I am still seeing a discrepancy between the number of samples with CNV reported while visualizing a specific region. Here is some detailed output that shows the behavior:
Code:
filename = paste("chr",chrom,":",start,"-",end,".pdf",sep="")
pdf(file = filename)
visualizeRegion(CNVdata =
objCNVineta,batch.case=c("Cell"),batch.control=c("Whole"), chrom = chrom ,
start = start, end = end,add.heatmap=TRUE)
dev.off()
R output:
3849 samples to process
2 samples with CNV
[1] "cases : 1 segments in 1 samples"
[1] "controls: 1 segments in 1 samples"
[1] "got 0 transcripts"
3849 samples to process
2 samples with CNV
size 0 1 2 3 4+ #del samples #dup samples #CNP samples
Cell 1335 0 0 NA 0 0 0 0 0
sum 1335 0 0 NA 0 0 0 0 0
size 0 1 2 3 4+ #del samples #dup samples #CNP samples
Whole 2514 0 0 NA 1 0 0 1 1
sum 2514 0 0 NA 1 0 0 1 1
Deletion Duplication Copy Number Polymorphism
Pearson's Chi-squared 0 0.7475869 0.7475869
Fisher's Exact 1 1.0000000 1.0000000
It is my expectation that the number of CNV should at all times be for the region that I specified.

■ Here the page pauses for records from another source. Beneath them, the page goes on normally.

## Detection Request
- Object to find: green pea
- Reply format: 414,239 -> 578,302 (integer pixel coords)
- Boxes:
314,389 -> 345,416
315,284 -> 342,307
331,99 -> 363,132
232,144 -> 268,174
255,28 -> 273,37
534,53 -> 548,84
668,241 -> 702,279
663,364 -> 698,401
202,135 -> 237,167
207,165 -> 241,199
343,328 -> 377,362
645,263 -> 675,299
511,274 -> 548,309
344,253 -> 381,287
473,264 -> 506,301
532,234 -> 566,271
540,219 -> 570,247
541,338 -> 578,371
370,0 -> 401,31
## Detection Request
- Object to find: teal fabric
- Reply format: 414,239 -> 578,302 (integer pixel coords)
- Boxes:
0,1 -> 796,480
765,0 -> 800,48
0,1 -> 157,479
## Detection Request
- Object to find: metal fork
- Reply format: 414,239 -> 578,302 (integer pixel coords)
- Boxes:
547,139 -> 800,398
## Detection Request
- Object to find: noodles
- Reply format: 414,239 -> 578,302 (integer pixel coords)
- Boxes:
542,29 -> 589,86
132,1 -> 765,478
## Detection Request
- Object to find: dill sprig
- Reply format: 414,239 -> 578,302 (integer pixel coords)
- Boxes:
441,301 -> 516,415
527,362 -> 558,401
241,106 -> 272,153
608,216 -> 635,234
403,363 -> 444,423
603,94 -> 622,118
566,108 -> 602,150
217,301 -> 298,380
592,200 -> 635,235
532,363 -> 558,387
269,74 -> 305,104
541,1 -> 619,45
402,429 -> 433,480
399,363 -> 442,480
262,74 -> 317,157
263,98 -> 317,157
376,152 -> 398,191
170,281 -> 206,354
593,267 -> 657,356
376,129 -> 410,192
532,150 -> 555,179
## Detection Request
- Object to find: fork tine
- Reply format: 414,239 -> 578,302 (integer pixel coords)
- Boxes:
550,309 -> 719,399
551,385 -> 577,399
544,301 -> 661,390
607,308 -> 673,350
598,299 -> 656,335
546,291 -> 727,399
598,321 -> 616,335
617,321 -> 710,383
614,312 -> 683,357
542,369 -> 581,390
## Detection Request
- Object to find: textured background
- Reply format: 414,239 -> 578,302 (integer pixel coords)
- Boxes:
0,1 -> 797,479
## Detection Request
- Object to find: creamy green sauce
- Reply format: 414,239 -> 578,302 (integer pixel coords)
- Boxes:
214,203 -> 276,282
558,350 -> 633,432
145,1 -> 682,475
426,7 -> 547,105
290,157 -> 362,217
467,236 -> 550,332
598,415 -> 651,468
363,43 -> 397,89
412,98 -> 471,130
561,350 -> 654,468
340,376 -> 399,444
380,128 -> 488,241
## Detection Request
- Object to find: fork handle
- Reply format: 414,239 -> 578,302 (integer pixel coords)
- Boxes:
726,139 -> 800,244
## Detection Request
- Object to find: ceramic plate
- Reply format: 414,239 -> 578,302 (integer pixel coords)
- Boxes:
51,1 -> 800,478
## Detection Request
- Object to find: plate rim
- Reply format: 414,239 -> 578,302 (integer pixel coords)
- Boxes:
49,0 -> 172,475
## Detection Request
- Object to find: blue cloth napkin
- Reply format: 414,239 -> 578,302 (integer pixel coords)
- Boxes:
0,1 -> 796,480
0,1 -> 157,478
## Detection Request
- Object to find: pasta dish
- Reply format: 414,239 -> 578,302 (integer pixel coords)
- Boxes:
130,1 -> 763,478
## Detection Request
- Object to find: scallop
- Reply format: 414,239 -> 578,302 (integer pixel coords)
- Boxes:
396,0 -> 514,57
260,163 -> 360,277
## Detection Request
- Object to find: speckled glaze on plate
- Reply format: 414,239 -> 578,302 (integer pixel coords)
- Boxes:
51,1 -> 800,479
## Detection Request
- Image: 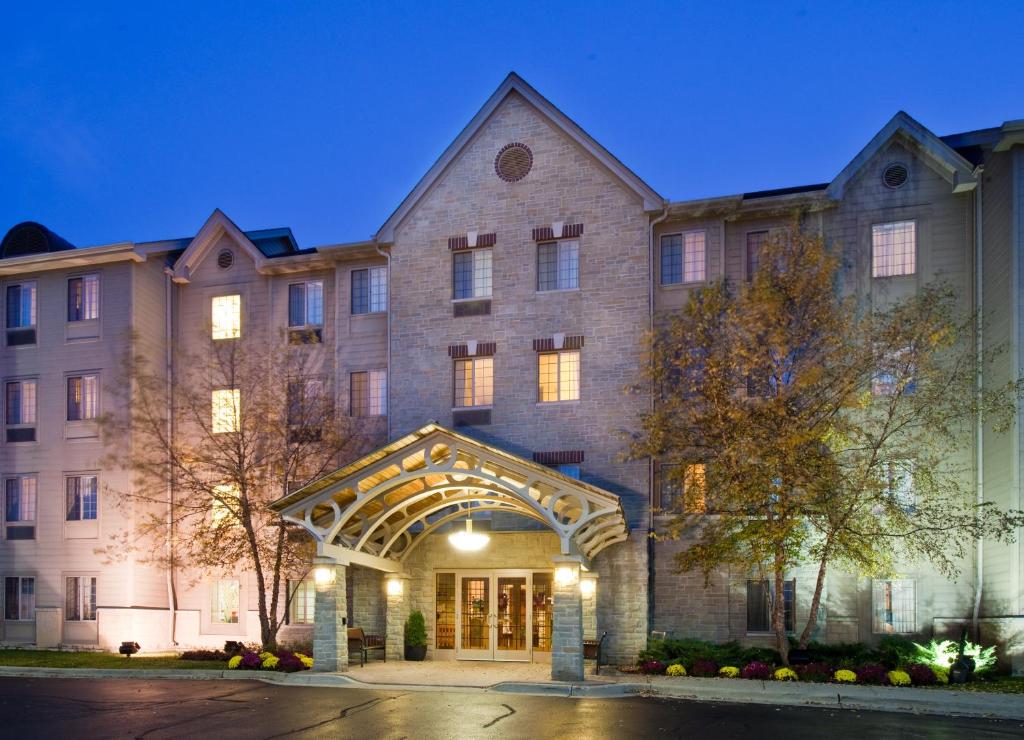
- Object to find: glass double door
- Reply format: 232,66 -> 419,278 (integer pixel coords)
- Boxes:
456,571 -> 531,661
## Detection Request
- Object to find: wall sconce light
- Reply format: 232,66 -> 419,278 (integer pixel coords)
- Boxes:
580,578 -> 596,597
314,565 -> 335,586
554,566 -> 578,587
386,578 -> 404,597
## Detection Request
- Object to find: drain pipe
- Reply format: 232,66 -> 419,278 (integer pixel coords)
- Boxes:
647,202 -> 670,636
972,168 -> 985,640
163,267 -> 178,646
374,242 -> 392,439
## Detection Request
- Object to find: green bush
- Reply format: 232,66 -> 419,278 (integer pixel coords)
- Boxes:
404,610 -> 427,647
640,638 -> 779,669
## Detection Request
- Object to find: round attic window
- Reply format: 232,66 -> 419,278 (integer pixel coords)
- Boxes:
882,162 -> 909,189
494,143 -> 533,182
217,249 -> 234,269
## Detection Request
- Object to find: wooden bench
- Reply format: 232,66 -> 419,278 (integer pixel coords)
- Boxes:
347,627 -> 386,666
583,631 -> 607,675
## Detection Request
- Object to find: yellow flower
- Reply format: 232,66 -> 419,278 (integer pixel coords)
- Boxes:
259,651 -> 273,660
666,664 -> 687,677
227,655 -> 242,669
933,666 -> 949,685
834,669 -> 857,683
261,655 -> 280,670
887,670 -> 911,687
774,667 -> 798,681
719,666 -> 740,678
296,653 -> 313,669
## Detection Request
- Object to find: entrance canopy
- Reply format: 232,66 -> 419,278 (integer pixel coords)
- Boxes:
269,423 -> 628,571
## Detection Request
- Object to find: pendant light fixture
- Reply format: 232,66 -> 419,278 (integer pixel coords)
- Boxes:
448,516 -> 490,552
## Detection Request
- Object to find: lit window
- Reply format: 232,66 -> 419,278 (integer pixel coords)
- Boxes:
211,295 -> 241,339
454,357 -> 493,408
289,579 -> 315,624
68,275 -> 100,322
66,374 -> 99,421
537,240 -> 579,291
884,460 -> 915,512
352,267 -> 387,315
65,576 -> 97,621
211,579 -> 240,624
538,351 -> 579,402
453,249 -> 492,300
746,231 -> 768,281
288,281 -> 323,327
5,379 -> 37,442
661,232 -> 706,285
873,579 -> 916,633
746,579 -> 794,633
660,463 -> 707,513
211,484 -> 239,528
4,476 -> 36,540
351,370 -> 386,417
66,475 -> 98,521
872,221 -> 916,278
872,347 -> 916,396
4,577 -> 35,620
212,389 -> 240,433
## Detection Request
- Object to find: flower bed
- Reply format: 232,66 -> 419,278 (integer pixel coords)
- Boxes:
228,649 -> 313,672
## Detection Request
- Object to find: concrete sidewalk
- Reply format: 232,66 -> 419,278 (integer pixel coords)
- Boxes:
0,665 -> 1020,721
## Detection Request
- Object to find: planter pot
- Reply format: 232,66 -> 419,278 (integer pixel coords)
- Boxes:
405,645 -> 427,661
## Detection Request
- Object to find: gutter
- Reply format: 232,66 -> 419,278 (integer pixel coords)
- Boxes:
163,268 -> 178,646
374,242 -> 393,438
972,166 -> 984,640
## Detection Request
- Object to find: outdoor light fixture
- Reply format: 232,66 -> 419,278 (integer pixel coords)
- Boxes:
580,578 -> 596,597
386,578 -> 403,596
554,566 -> 578,587
448,517 -> 489,551
313,562 -> 335,586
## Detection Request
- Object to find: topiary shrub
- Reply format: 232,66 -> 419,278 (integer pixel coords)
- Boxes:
796,662 -> 832,683
906,663 -> 937,686
741,661 -> 773,680
690,659 -> 718,677
855,663 -> 889,685
404,610 -> 427,648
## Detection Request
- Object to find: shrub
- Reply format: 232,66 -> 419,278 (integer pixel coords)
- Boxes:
803,641 -> 878,669
261,655 -> 280,670
280,640 -> 313,657
274,651 -> 304,673
179,649 -> 228,661
887,670 -> 911,687
239,651 -> 262,670
297,653 -> 313,669
719,666 -> 739,678
796,662 -> 832,683
855,664 -> 889,685
774,667 -> 798,681
912,639 -> 998,675
639,660 -> 667,675
833,669 -> 857,683
690,659 -> 718,678
666,664 -> 687,677
933,666 -> 950,685
738,646 -> 782,666
906,663 -> 937,686
639,638 -> 779,669
223,641 -> 258,656
227,655 -> 242,669
876,636 -> 918,668
405,610 -> 427,648
741,661 -> 773,680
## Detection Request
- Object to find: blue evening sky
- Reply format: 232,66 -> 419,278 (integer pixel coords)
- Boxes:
1,1 -> 1021,248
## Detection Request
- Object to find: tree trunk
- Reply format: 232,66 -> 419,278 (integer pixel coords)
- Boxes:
798,553 -> 830,649
773,551 -> 789,665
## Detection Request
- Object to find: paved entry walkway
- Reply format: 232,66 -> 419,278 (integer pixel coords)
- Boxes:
341,660 -> 560,687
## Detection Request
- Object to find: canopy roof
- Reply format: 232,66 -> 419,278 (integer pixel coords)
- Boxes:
270,423 -> 629,570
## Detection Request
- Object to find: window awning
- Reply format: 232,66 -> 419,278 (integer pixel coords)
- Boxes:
269,423 -> 629,571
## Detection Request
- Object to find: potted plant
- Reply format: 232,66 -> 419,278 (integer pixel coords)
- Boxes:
404,610 -> 427,661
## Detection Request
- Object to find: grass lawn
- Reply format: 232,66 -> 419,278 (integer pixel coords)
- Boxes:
941,675 -> 1024,694
0,649 -> 224,670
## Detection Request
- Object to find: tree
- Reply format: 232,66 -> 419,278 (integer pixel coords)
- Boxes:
100,329 -> 365,648
632,222 -> 1024,662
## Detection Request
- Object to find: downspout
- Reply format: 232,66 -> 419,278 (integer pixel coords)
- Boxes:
375,243 -> 392,439
972,167 -> 985,640
647,202 -> 670,637
163,267 -> 178,646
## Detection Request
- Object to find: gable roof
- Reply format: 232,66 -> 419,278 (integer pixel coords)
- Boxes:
375,72 -> 664,242
170,209 -> 271,283
827,111 -> 977,200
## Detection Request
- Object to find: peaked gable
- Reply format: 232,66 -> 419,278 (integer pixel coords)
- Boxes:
375,72 -> 664,242
171,209 -> 269,283
828,111 -> 977,200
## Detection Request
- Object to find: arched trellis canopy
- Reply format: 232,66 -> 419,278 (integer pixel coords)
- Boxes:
269,423 -> 629,572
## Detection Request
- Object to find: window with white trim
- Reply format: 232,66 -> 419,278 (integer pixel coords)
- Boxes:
67,374 -> 99,421
746,231 -> 768,281
68,275 -> 100,322
4,476 -> 36,540
5,379 -> 37,442
6,282 -> 36,345
872,221 -> 916,278
211,295 -> 241,339
211,389 -> 240,433
453,250 -> 492,299
872,578 -> 916,633
351,370 -> 386,417
65,576 -> 97,621
352,267 -> 387,314
66,475 -> 98,521
211,483 -> 239,528
538,351 -> 580,402
288,281 -> 324,327
4,576 -> 34,620
661,232 -> 706,285
537,240 -> 579,291
211,579 -> 240,624
453,357 -> 493,408
288,579 -> 315,624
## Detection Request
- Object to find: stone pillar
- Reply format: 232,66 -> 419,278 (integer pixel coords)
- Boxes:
551,558 -> 584,682
385,574 -> 410,661
313,563 -> 348,672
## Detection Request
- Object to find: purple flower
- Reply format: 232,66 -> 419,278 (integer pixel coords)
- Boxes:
741,661 -> 773,680
855,663 -> 889,685
239,651 -> 262,670
690,659 -> 718,678
796,662 -> 832,683
906,663 -> 937,686
639,660 -> 666,675
274,651 -> 305,673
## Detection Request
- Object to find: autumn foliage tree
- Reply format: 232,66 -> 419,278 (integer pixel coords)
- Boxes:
631,223 -> 1023,662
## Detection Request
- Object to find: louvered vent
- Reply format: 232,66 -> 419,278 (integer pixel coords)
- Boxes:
882,163 -> 909,189
494,143 -> 533,182
217,249 -> 234,269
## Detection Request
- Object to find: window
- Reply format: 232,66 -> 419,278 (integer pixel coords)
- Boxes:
211,484 -> 239,528
872,221 -> 916,278
5,379 -> 37,442
211,389 -> 240,433
66,475 -> 98,521
661,232 -> 706,285
352,267 -> 387,315
873,579 -> 916,633
351,370 -> 386,417
660,463 -> 707,513
746,579 -> 795,633
66,374 -> 99,421
746,231 -> 768,281
211,579 -> 240,624
287,378 -> 325,441
289,579 -> 315,624
538,351 -> 579,402
65,576 -> 97,621
872,347 -> 916,396
537,240 -> 579,291
288,281 -> 324,327
67,275 -> 100,322
884,460 -> 915,512
211,295 -> 241,339
453,250 -> 492,300
4,476 -> 36,540
4,577 -> 34,620
6,282 -> 36,345
453,358 -> 493,408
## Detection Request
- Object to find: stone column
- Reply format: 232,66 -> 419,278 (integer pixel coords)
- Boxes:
313,563 -> 348,672
385,574 -> 411,661
551,558 -> 584,682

I understand that the graphics have not been updated, and that it may be very difficult to change the behavior of the plotting code, but there should be some explicit warning that the number of CNV reported in the first part of the R output ("X samples with CNV") and the graphical output ("X/Y cases/controls with CNVs") are not for the region specified. Thank you though, for making the tabular output and statistics accurate for the region specified.